100 years, 100 films 35: Sherlock Holmes and the Scarlet Claw (1944)

I included this film in my stupid film experiment so that I could talk about the way in which World War 2 was infencting every aspect of Hollywood films during the war years. Normally what happens in these Basil Rathbone - Nigel Bruce Sherlock Holmes films, is that Sherlock goes and investigates some crime that relates to the War in some way (the bad guy is a Nazi, some of the suspects are soldiers, the crime involves spies and/or army secrets), and then at the end of the film gives a big speech about how great America or Britain or the Navy or whatever is. But by 1944, it seems that the film makers had, in fact, got bored with this formula, and pretty much jettisoned it entirely.

There is still the obligatory war connection, and the big rousing speech, technically. But the film isn't even pretending to care about either of them. The "war connection" is that... the film is set in Canada, and Canada is... part of the war effort... or something. And the big rousing speech is about how necessary Canada is to the winning of the war, but it makes no real sense, and you can just tell that nobody's heart was in it. It feels like Basil Rathbone is sitting there thinking, "well, better get this over with..."

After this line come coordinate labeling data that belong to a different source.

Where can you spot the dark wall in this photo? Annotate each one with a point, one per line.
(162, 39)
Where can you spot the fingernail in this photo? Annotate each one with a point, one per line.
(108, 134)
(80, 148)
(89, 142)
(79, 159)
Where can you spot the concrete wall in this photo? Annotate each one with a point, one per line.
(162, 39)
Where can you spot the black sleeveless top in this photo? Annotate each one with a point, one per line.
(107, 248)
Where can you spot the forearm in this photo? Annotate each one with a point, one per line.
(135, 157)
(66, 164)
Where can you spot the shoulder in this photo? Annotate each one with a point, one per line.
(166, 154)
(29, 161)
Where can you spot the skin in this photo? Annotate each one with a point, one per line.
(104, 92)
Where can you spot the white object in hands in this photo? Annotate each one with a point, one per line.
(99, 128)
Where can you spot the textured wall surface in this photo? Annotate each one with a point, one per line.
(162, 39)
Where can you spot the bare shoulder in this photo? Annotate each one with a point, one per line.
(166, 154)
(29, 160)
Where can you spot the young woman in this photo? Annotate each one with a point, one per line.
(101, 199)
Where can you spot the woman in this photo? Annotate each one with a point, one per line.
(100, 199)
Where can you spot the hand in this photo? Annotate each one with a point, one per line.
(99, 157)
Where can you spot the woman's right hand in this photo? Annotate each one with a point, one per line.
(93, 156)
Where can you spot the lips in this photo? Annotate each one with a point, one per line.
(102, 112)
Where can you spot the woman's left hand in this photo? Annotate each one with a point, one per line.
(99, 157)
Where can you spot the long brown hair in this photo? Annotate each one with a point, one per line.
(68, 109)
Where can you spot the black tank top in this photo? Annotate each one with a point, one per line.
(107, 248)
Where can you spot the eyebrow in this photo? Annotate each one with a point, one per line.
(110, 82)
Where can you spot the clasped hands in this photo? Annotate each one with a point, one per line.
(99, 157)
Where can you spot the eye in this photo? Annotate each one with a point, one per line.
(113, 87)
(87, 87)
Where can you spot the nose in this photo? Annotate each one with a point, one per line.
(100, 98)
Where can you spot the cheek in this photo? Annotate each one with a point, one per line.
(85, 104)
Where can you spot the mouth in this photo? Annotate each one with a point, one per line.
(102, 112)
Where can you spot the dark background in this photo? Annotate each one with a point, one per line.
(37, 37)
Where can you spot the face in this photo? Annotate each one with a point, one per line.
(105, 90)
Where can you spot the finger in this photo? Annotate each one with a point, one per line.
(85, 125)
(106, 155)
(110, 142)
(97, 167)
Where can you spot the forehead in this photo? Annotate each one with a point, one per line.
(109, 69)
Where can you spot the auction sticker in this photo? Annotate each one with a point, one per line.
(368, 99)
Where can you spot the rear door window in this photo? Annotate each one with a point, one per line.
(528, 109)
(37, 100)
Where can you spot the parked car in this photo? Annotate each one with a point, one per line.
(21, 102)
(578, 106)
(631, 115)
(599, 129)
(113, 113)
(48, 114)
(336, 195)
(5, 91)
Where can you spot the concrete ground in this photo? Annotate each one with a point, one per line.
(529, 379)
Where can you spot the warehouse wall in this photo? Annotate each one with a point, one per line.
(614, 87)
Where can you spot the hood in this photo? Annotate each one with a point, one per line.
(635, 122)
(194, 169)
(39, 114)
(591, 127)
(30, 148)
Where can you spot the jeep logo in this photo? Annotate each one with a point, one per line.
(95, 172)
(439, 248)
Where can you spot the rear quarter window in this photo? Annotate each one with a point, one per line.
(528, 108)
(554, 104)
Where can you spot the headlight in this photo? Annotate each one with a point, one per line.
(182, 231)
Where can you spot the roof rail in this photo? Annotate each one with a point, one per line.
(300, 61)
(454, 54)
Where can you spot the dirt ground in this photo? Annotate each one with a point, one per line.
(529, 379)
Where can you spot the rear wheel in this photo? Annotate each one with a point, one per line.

So I guess this film tells us that, by 1944, everyone had pretty much gotten sick of the war. There's only so much rousing b.s. a person can stomache before he just simply isn't roused any more, and there's only so much rousing b.s. a person can make before they just stop caring, and it stops being rousing. And it makes sense. By this point, audiences had been constantly bombarded with messages about how great soliders are and America is and bla bla bla, and honestly I'm surprised it took them this long to get sick of it.

Of course, the fact that the film doesn't work as propaganda doesn't mean that the film is bad. It isn't. It's actually quite good. At this point in the series, Rathbone and Bruce had become truly comfortable in their roles, and their raport together is rather wonderful. The plot is both baffling and insane, two things I like in my Sherlock Holmes, and the atmosphere is remarkably evocative. The supporting cast are all solid, although there is remarkably little Canadian-ness about any of them. I actually kept forgetting that the film was set in Canada, and it was just the occassional dropping of the word "Quebec" that reminded me that I wasn't in England.

This non-Canadian-ness wasn't really a problem for the film, but it does sort of illustrate the laziness with which this film applied its pro-war stuff. I'm pretty sure the film was only set in Canada because the film makers were running through the list of things that Sherlock Holmes hadn't made speeches about, and the only things left were "Canada" and "the Postal Service". After much deliberation, they decided to go with Canada, but nobody could be bothered putting any effort into the thing.